Israeli PM’s son pleads guilty to perjury

TEL AVIV (AFP) — Israeli Prime Minister Ariel Sharon’s son Omri pleaded guilty Tuesday to charges of providing false testimony and falsifying documents at the opening of his trial before a Tel Aviv court.
The trial follows a police investigation into allegations of illegal financing of Sharon’s successful 1999 campaign for the leadership of his right-wing Likud Party.

Although the sentence has yet to be decided, Omri’s guilty plea will automatically mean that he has to step down as a Likud MP.

Israeli public radio’s legal affairs commentator Mosheh Negbi said the false testimony charge carried a prison sentence of up to seven years and the forgery charge up to five.
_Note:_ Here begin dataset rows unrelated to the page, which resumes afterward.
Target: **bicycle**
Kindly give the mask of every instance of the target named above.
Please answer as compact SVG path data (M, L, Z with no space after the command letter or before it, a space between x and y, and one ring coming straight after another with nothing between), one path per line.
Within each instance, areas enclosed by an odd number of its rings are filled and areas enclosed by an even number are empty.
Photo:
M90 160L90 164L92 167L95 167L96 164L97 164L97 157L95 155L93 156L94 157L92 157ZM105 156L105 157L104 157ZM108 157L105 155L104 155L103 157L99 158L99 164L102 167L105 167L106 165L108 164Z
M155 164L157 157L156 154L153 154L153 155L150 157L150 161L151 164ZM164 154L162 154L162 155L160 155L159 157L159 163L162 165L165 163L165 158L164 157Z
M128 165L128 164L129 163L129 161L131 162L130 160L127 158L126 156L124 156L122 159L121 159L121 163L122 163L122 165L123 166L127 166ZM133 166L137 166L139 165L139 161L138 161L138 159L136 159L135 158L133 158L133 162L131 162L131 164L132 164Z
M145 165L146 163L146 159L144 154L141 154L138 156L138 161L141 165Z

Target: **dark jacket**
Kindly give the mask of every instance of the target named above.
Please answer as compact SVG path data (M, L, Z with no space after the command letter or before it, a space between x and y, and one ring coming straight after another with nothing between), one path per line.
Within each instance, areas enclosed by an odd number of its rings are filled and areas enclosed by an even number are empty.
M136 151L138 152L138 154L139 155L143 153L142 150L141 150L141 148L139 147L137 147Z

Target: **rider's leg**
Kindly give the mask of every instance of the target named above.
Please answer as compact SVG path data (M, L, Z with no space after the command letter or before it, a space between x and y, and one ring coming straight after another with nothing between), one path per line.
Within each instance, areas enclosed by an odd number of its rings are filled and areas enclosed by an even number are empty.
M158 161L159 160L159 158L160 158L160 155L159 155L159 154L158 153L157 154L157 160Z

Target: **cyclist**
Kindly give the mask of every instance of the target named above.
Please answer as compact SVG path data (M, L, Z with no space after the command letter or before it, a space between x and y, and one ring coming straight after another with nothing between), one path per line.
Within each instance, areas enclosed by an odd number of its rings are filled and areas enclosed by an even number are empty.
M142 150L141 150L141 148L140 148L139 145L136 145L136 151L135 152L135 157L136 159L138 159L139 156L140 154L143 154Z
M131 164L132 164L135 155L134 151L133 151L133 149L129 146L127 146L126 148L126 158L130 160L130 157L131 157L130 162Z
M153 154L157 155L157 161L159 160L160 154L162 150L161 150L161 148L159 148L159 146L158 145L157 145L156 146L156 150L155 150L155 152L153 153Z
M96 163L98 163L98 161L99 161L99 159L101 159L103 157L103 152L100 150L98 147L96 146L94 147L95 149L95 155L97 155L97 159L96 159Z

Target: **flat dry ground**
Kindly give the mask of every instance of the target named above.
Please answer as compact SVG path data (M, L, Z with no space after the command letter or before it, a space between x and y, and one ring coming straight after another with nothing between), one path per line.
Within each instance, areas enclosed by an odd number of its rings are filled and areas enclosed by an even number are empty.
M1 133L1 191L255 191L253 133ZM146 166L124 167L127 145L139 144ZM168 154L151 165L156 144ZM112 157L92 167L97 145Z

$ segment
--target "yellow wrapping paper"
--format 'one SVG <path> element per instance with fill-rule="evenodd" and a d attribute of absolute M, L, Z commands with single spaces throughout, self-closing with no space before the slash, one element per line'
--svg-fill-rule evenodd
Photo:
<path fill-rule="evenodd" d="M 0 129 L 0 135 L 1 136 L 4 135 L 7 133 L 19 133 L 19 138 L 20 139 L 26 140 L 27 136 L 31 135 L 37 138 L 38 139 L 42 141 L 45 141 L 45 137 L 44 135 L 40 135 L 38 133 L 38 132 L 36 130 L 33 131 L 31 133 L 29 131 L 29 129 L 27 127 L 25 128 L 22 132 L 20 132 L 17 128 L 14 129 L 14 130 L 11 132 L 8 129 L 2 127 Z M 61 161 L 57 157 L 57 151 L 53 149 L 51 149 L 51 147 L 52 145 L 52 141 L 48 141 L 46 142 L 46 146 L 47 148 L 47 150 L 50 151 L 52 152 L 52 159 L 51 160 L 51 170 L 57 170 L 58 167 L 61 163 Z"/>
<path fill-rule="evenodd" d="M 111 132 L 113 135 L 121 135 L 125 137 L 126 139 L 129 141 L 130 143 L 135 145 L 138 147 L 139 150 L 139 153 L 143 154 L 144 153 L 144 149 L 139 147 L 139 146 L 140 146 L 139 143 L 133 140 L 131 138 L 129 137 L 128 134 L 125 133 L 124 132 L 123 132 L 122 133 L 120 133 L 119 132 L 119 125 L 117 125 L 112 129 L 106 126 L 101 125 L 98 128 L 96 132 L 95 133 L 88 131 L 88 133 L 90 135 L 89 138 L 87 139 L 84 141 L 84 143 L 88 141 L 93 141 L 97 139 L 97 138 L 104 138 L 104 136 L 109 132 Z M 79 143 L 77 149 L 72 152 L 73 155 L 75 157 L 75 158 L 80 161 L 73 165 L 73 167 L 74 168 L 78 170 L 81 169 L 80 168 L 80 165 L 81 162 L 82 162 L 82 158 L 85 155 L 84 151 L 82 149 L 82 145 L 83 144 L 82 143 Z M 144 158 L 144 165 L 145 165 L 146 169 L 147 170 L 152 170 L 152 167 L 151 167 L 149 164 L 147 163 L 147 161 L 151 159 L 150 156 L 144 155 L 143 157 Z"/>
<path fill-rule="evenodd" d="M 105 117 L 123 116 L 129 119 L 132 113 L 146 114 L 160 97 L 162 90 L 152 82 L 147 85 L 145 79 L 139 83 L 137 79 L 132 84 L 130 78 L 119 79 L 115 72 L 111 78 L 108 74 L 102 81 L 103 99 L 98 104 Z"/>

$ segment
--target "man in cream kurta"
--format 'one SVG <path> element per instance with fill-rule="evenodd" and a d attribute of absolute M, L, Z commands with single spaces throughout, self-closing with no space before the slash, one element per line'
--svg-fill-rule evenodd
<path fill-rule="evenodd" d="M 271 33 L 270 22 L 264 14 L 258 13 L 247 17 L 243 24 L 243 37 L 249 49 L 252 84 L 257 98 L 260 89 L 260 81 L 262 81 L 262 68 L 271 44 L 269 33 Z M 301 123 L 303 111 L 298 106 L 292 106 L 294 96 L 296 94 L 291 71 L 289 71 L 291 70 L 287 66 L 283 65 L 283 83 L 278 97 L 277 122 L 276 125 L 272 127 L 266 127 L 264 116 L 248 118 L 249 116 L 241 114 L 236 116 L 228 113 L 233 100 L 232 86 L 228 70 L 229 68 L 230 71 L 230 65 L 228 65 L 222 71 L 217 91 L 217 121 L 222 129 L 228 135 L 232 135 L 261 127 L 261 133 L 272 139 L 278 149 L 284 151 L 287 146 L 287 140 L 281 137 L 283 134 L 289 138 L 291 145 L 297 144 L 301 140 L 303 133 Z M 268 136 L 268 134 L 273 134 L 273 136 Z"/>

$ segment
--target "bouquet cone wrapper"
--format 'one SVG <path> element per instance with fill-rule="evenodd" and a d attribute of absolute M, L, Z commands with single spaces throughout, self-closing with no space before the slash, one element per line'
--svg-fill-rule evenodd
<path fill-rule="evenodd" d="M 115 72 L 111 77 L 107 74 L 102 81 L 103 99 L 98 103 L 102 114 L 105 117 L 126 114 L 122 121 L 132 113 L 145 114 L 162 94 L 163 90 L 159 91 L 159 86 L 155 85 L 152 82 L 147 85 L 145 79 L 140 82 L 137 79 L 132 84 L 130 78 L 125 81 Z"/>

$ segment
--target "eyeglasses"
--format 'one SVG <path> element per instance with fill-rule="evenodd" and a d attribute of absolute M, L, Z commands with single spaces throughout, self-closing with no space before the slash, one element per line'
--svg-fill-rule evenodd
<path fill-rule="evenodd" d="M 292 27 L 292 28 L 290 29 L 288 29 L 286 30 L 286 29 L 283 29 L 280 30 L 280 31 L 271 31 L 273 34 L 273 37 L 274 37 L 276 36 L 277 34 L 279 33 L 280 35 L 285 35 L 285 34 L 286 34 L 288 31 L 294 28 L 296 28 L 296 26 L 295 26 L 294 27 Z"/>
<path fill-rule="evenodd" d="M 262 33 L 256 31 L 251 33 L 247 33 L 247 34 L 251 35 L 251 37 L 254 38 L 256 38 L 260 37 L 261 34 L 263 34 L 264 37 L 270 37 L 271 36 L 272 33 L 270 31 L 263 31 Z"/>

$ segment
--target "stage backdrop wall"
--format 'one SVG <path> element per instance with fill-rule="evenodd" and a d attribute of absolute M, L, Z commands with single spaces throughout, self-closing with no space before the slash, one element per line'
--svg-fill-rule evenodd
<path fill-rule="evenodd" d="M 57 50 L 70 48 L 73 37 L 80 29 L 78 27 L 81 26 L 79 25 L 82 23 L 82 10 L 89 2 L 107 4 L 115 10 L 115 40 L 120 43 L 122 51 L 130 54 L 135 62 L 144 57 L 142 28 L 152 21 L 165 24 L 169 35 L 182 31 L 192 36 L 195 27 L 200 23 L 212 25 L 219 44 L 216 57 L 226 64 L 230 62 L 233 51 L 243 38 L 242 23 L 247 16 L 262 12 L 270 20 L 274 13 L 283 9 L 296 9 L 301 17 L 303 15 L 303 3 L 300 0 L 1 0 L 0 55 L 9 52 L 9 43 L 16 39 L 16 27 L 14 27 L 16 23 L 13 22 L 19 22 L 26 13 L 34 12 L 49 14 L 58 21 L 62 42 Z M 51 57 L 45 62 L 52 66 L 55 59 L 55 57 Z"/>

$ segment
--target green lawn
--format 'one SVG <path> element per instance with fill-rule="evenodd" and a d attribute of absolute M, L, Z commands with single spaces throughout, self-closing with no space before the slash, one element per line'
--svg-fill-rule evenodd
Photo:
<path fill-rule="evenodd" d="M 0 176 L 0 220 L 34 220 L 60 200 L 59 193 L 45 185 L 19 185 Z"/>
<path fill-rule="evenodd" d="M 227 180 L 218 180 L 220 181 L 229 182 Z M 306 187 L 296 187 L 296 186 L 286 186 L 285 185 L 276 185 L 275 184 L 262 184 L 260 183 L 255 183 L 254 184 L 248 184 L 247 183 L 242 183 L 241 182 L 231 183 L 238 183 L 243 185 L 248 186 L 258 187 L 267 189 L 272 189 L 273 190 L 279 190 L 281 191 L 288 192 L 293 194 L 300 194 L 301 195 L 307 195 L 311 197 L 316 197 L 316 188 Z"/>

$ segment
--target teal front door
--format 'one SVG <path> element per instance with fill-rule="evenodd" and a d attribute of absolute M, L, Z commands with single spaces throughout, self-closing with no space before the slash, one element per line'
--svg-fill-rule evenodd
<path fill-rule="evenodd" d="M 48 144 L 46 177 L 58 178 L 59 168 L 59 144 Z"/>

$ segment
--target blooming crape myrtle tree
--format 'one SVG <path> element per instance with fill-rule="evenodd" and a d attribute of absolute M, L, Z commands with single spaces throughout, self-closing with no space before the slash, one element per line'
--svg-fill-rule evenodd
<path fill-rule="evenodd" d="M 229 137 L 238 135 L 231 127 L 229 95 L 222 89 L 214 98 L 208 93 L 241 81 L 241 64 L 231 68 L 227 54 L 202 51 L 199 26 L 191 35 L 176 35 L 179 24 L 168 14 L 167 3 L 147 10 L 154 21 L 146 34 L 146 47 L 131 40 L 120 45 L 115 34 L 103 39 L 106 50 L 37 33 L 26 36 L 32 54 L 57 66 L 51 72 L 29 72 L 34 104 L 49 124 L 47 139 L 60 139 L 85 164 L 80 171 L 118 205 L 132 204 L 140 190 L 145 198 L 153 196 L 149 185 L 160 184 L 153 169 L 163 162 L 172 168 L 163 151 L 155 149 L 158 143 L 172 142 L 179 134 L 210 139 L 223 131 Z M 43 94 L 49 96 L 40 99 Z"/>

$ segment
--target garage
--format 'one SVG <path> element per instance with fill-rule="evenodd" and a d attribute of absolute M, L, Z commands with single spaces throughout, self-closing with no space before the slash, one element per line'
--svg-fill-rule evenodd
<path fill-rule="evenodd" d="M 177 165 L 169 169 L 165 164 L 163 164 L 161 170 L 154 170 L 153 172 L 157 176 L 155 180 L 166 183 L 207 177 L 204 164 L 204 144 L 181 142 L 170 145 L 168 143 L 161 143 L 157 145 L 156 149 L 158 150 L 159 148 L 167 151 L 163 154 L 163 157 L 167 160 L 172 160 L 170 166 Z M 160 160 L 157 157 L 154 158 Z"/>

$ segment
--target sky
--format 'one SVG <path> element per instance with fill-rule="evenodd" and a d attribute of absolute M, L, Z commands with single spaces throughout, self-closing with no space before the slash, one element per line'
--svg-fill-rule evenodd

Attorney General Menachem Mazuz decided to press charges against Omri in July but had to wait until a bill was passed limiting MPs’ immunity against prosecution before the court formally indicted him in late August.

The prime minister himself was questioned by police but has always insisted he had no knowledge of the financing of his campaign, saying it was run exclusively by his son who is one of his closest advisors.

Key Sharon aide Dov Weisglass escaped indictment over the affair for “want of evidence.”

Prosecutors have said that a company controlled by Omri, named Annex Research, took contributions from companies in Israel and abroad worth some $1.3 million, which were all illegally ploughed into his father’s campaign.

Evidence taken from taped phone conversations and documents in 41-year-old Omri’s handwriting form part of the evidence against him, with prosecutors arguing he disguised the true purpose of Annex and effectively “laundered” the incoming funds.

Last year, the prime minister was cleared of involvement in a corruption probe into a property scandal known as the Greek island affair, in which he was suspected of accepting a bribe via his other son Gilad when he was foreign minister in the late 1990s.

Sharon’s government has been rocked by a number of corruption scandals since his 2003 election victory.

Public Security Minister Tzahi Hanegbi was forced to quit his post, but not the Cabinet, as police probed allegations that he appointed dozens of political allies to posts when he previously served as environment minister.

Infrastructure Minister Yusef Paritsky was also sacked after he was exposed for trying to incriminate a party colleague in the run-up to primary elections within his centrist faction.